Mrs Danvers, the housekeeper in Rebecca, is creepy, unpleasant and unhealthily obsessed with her former mistress. But in Kohraa, the character (played by Lalita Pawar), makes up for her nastiness by an act of supreme sacrifice, elevating her to the status of a revered family elder in the eyes of the young bride. Sacrifice and redemption is a classic Hindi movie motif.
Unlike most Gothic tales from the West, where the central character is always an innocent young girl who arrives at an old mansion and faces deadly dangers, in the Indian films it was often the hapless hero caught in a web of strange, inexplicable events. The theme of punar janam (reincarnation) also became a template on which Gothic elements were skilfully overlaid.
In Mahal, when the hero Hari Shankar (Ashok Kumar) steps into the gloomy haveli, he sees a painting of its old, now-dead master — and the painting looks just like him. In Madhumati, Anand (Dilip Kumar) takes shelter in a haveli on a stormy night and realises that he knows the place. The rest of the film is a flashback of his past life.

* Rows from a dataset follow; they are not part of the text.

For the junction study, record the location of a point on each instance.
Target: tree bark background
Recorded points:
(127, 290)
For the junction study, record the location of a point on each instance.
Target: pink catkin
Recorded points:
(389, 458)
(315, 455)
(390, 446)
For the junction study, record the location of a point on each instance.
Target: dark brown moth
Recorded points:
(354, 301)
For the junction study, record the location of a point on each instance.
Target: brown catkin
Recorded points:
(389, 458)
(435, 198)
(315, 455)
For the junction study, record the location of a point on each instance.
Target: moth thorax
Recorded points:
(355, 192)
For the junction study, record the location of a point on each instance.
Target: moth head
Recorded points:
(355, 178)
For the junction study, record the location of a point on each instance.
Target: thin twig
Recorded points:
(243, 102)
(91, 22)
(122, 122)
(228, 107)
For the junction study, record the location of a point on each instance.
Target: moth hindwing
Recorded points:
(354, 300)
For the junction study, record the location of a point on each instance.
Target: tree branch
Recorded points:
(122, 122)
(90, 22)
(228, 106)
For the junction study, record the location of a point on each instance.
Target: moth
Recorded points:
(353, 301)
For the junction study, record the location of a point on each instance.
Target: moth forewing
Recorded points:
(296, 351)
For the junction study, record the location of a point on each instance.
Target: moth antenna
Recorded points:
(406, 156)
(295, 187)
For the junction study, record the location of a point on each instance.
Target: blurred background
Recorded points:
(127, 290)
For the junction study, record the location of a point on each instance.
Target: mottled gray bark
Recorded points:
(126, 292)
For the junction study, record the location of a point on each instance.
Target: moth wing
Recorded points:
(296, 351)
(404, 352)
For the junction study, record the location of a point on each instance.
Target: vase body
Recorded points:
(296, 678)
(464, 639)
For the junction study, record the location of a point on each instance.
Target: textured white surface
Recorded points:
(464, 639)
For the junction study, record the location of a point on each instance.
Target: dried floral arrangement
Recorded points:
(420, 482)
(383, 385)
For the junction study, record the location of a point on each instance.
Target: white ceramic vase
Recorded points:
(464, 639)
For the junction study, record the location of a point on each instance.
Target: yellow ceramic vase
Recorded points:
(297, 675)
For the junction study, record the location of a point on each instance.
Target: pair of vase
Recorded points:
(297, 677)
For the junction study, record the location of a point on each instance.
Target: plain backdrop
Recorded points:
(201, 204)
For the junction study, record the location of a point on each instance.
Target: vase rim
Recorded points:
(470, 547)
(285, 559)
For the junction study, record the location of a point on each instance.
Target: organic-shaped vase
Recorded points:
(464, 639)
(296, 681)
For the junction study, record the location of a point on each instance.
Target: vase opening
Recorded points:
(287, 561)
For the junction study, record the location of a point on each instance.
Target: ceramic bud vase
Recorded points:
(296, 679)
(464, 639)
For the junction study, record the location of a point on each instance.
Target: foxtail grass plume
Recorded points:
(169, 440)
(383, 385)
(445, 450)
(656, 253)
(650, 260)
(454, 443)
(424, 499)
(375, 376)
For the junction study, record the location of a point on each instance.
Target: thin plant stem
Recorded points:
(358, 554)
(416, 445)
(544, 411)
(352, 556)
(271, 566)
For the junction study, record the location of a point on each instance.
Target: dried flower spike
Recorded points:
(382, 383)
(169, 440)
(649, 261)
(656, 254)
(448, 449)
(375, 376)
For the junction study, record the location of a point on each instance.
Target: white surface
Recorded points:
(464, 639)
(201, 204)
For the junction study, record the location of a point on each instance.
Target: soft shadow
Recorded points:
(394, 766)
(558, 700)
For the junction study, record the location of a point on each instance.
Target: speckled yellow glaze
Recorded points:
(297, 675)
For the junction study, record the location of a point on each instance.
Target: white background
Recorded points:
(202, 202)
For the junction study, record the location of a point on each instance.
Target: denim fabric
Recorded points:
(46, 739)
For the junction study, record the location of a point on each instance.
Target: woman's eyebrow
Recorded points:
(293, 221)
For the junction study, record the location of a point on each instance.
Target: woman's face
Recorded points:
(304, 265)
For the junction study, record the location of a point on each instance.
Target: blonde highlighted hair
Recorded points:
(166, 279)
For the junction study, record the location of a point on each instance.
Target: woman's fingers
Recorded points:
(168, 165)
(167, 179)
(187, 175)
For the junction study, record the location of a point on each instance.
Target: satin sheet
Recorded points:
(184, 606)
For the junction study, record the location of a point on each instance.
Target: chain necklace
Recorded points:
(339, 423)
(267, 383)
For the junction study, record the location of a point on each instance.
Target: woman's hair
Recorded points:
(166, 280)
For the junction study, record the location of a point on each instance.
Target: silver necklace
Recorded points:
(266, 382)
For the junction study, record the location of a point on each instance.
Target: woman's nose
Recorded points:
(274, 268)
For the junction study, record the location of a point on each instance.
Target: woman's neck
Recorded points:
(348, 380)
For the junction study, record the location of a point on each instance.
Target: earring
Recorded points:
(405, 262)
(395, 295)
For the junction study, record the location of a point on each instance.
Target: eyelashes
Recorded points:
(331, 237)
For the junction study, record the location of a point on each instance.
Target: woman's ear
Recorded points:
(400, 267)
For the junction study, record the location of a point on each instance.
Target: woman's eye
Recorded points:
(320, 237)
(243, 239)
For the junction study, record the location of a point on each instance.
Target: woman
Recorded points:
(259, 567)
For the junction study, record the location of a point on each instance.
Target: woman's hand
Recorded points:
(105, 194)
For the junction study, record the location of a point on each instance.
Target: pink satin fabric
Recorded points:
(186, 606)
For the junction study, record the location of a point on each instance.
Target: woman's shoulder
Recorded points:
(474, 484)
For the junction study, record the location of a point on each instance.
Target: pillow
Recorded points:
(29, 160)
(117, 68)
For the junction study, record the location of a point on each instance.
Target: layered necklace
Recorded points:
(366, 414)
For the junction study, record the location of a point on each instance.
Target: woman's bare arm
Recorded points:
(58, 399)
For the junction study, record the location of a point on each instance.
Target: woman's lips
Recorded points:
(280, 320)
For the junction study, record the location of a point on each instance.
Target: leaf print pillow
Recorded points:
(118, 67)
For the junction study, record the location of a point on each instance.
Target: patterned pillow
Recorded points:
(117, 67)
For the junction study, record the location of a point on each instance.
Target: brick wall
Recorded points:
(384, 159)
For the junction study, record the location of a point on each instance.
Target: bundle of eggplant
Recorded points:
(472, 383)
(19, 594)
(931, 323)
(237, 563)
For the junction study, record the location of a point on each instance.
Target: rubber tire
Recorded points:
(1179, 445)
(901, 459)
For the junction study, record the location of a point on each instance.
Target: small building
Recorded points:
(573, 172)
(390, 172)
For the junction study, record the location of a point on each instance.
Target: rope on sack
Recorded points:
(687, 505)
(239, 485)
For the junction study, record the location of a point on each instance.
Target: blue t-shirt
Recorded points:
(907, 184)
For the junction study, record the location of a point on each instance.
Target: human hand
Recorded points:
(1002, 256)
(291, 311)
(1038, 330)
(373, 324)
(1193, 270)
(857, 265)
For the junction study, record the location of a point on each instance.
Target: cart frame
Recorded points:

In Madhumati and Bees Saal Baad, the haveli is at the heart of the mystery. It is a symbol of the cruel zamindar, who thinks that raping a village girl is his right. The rape — or attempted rape — has tragic consequences that reverberate across generations. There is a reason why stories of exploitative zamindars were a staple of Hindi films; they were the reality of Indian villages.
But for me, the most pronounced Indian touch in these Gothic films is The Song. The hero is haunted by a song sung by a woman: Aayega Aanewala (Mahal), Aaja Re Pardesi (Madhumati). In Mahal, Ashok Kumar sees Kamini (played by Madhubala) flitting through the haveli like an elusive, enchanting ghost, singing her signature song. He becomes obsessed with her, and it is a madness that can only result in his death.
In Madhumati, even after the love of Dilip Kumar’s life, played by Vyjayanthimala, dies, he keeps hearing her voice, singing. In the end, the besotted lover has no option but to jump from the parapet of the haveli, as his beloved did.
Gothic elements continued to show up in Hindi movies, but the later attempts never quite matched up to the early black-and-white films. Perhaps because Gothic as a genre largely went out of vogue. But the genre can be re-imagined — as has been done by a young Canadian-Mexican writer, Silvia Moreno-Garcia, in her latest novel, Mexican Gothic. And yes, it’s being made into a TV series, by Hulu.